If you’re a part of the Solana ecosystem, then you need to about Serum.. without it, many of the dApps we know and love would cease to exist!
Serum is spearheaded by crypto wunderkind Sam Bankman-Fried, with support from The Solana Foundation, FTX, Alameda Research, and the Serum Foundation. It launched on August 31, 2020.
Serum is the first on chain central limit order book (CLOB) with a high speed matching engine, in crypto. It aims to bring the centralized exchange experience to the blockchain, with full limit order books, sub second finality, and low transaction costs.
Serum DEX is the core infrastructural piece that Solana liquidity “bottoms out” to. This means many popular dApps such as @raydium, @atrix, and @psyoptions use Serum for its liquidity, pricing, data, and trade execution.
In the traditional finance world as well as centralized exchanges (CEX’s), liquidity is provided via a central orderbook. In comparison, the majority of liquidity provided in DeFi stays locked in Automated Market Makers (AMM).
In AMM’s, the risk of slippage depends on the slope of its (x * y = k) price curve and total value locked in the pool. Units of liquidity are spread across the price curve, even at prices that are unlikely to be traded at. This can lead to valuable liquidity being wasted.
AMM’s warrant users provide liquidity on both sides of the pool (ie: USDC – UNI), which can lead to impermanent loss and capital inefficiency. It also prohibits limit orders, forcing the user to always swap at market price. For more on AMM’s, read:
Serum aims to solve these problems by using a “continuous order book” structure that can handle deeper liquidity, larger trades, and allows limit orders. Unlike AMM’s, Serum matches bids and asks in real time from active buyers and sellers, similar to a CEX.

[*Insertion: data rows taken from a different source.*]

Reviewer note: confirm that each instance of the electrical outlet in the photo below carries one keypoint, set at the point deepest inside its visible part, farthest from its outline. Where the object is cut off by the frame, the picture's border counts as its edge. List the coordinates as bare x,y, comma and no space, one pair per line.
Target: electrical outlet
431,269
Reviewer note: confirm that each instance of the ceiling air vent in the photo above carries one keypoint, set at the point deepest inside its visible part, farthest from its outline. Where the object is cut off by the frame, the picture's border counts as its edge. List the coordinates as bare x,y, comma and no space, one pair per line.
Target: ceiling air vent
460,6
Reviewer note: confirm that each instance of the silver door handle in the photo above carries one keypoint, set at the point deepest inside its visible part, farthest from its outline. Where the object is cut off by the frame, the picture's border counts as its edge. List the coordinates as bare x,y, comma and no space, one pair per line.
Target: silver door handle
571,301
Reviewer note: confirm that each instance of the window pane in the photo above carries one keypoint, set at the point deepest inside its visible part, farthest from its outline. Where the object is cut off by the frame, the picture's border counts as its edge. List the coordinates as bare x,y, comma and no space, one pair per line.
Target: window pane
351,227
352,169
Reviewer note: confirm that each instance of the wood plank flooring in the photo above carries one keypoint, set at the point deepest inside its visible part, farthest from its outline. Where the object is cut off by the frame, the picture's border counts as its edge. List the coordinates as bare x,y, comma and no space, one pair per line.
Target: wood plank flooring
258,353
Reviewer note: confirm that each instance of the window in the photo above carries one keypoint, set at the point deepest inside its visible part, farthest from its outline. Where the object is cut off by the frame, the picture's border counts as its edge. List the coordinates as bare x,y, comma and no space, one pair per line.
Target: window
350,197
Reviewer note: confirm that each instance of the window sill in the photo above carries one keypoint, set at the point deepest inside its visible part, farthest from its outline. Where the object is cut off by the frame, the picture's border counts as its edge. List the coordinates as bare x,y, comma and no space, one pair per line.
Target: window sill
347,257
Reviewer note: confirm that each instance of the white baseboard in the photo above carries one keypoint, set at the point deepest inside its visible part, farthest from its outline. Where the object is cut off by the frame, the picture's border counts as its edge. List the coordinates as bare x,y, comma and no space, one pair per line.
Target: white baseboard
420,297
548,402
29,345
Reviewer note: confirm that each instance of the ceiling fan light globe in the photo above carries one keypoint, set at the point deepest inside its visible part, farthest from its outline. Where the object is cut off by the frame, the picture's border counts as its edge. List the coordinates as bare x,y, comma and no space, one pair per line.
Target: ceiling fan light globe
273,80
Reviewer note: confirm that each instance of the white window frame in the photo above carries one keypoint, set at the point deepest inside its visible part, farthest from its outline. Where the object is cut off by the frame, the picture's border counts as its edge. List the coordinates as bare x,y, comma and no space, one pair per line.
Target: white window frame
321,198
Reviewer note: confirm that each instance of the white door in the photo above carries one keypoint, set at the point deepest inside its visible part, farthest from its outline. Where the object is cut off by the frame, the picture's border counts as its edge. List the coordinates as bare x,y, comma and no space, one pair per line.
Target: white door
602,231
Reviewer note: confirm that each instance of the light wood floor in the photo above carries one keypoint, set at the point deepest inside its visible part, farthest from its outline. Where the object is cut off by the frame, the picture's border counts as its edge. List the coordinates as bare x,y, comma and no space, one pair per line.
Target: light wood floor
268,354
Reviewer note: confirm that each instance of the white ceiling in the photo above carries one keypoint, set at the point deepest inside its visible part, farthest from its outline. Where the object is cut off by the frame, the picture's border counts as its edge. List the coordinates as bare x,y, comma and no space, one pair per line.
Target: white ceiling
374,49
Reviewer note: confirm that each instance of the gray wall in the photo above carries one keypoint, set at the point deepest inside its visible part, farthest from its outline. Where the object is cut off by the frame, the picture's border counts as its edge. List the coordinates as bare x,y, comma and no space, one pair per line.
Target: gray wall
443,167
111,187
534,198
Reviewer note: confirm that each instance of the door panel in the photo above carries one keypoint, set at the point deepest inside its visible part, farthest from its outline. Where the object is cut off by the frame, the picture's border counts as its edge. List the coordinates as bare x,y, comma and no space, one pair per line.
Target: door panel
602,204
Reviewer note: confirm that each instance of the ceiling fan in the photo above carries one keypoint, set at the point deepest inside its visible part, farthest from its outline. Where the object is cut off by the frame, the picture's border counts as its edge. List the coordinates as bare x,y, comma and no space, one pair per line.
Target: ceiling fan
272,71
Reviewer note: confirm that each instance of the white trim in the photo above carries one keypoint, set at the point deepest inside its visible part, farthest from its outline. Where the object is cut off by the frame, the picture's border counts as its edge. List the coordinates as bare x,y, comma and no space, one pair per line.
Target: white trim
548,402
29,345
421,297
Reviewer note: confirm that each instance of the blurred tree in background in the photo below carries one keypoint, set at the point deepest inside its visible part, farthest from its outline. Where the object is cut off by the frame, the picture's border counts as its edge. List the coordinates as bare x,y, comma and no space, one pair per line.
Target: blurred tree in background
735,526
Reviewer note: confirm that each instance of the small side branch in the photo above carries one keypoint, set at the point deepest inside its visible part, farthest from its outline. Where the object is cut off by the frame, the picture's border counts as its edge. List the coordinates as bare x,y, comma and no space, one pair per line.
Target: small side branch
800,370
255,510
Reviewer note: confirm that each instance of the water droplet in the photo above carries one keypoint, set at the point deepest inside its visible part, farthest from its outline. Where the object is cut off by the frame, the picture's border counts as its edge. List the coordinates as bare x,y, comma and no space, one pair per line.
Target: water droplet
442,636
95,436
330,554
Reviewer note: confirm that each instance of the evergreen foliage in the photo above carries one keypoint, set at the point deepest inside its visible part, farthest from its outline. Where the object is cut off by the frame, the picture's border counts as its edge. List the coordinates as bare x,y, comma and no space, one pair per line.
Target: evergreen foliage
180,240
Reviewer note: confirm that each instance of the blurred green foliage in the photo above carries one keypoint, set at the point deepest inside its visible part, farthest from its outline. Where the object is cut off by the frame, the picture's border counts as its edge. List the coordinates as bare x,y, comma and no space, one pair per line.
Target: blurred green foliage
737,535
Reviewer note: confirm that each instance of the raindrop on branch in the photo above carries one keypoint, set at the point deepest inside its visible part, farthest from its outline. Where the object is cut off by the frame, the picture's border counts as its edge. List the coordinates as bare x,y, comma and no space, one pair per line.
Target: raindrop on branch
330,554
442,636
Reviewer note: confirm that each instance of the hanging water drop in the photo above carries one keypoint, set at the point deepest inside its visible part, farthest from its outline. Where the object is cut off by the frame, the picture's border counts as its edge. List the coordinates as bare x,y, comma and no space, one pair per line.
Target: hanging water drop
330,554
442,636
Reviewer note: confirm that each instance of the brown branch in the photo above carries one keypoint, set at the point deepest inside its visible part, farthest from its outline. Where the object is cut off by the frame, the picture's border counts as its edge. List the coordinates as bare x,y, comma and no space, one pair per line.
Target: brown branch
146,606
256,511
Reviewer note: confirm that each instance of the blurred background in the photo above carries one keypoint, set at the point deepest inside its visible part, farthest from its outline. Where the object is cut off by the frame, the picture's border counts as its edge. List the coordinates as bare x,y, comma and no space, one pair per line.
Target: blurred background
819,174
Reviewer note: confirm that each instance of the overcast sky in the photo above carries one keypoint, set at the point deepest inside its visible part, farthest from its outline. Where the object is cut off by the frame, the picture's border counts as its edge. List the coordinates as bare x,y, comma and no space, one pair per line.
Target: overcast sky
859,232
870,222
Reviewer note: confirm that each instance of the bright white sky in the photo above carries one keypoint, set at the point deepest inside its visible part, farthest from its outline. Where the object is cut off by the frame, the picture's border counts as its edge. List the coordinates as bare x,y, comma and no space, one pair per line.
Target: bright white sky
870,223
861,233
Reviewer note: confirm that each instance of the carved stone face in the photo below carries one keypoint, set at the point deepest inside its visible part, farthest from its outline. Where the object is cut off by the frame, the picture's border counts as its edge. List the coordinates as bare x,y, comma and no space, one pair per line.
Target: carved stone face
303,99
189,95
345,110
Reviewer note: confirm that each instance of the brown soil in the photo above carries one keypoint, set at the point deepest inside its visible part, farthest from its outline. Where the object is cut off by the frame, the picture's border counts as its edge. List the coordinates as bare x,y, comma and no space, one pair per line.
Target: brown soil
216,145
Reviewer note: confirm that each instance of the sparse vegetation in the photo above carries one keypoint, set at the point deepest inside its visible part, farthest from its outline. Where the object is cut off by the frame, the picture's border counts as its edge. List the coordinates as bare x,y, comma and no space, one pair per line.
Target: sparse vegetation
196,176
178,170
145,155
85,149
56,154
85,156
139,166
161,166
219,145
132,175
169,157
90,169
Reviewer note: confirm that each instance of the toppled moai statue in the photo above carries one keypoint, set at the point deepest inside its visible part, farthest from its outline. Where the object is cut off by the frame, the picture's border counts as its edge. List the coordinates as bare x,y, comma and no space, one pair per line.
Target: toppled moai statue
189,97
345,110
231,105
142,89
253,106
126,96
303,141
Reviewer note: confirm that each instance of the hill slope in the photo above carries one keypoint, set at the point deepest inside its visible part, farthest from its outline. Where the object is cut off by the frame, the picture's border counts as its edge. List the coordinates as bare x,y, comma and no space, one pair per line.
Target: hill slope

Order books are familiar to market makers. This structure allows market makers like Alameda to deploy liquidity into DeFi with comfort. Market makers are an integral part of the marketplace ecosystem. The more liquidity an ecosystem has, the quicker it can evolve.
In addition to deeper liquidity, larger trades, limit orders, and superior capital efficiency, Serum also aims to be the most composable DEX in the crypto ecosystem.
Where traditional AMM structures fragment liquidity, Serum creates a liquid interface where dApps can compose with one another as if they were native, sharing all of Serum’s benefits. This is a key innovative differentiator between Serum and other major DEX’s.
By utilizing Serum for liquidity and trade execution, dApps can create seamless interoperable relationships with one another.
raydium.io is an AMM who sources its swaps through Serum’s CLOB. This unique AMM-CLOB relationship reduces Raydium’s slippage and capital inefficiency
Now that we’ve established the novel interoperability Serum offers, talk about $SRM, the protocol’s native token. $SRM, like many POS protocols, can be staked to earn fees from trading and governance rights affecting the future of the protocol.
Below is a graphic of Serum’s initial token supply. (Source: @projectSerum) In order to run a Serum node, you exchange 1,000,0000 SRM for 1 MSRM (MegaSRM).
The majority of fees earned from the DEX go towards a buy and burn of SRM. You can see the breakdown of how trading fees are delegated below. Unfortunately for US residents, Serum DEX and $SRM staking are not available due to looming regulatory decisions.
All in all, Serum is a unique and novel financial primitive that is the first to bring central limit order books to the blockchain. Serum has surpassed $10B+ in trading volume since inception and is an integral piece to many thriving Solana dApps.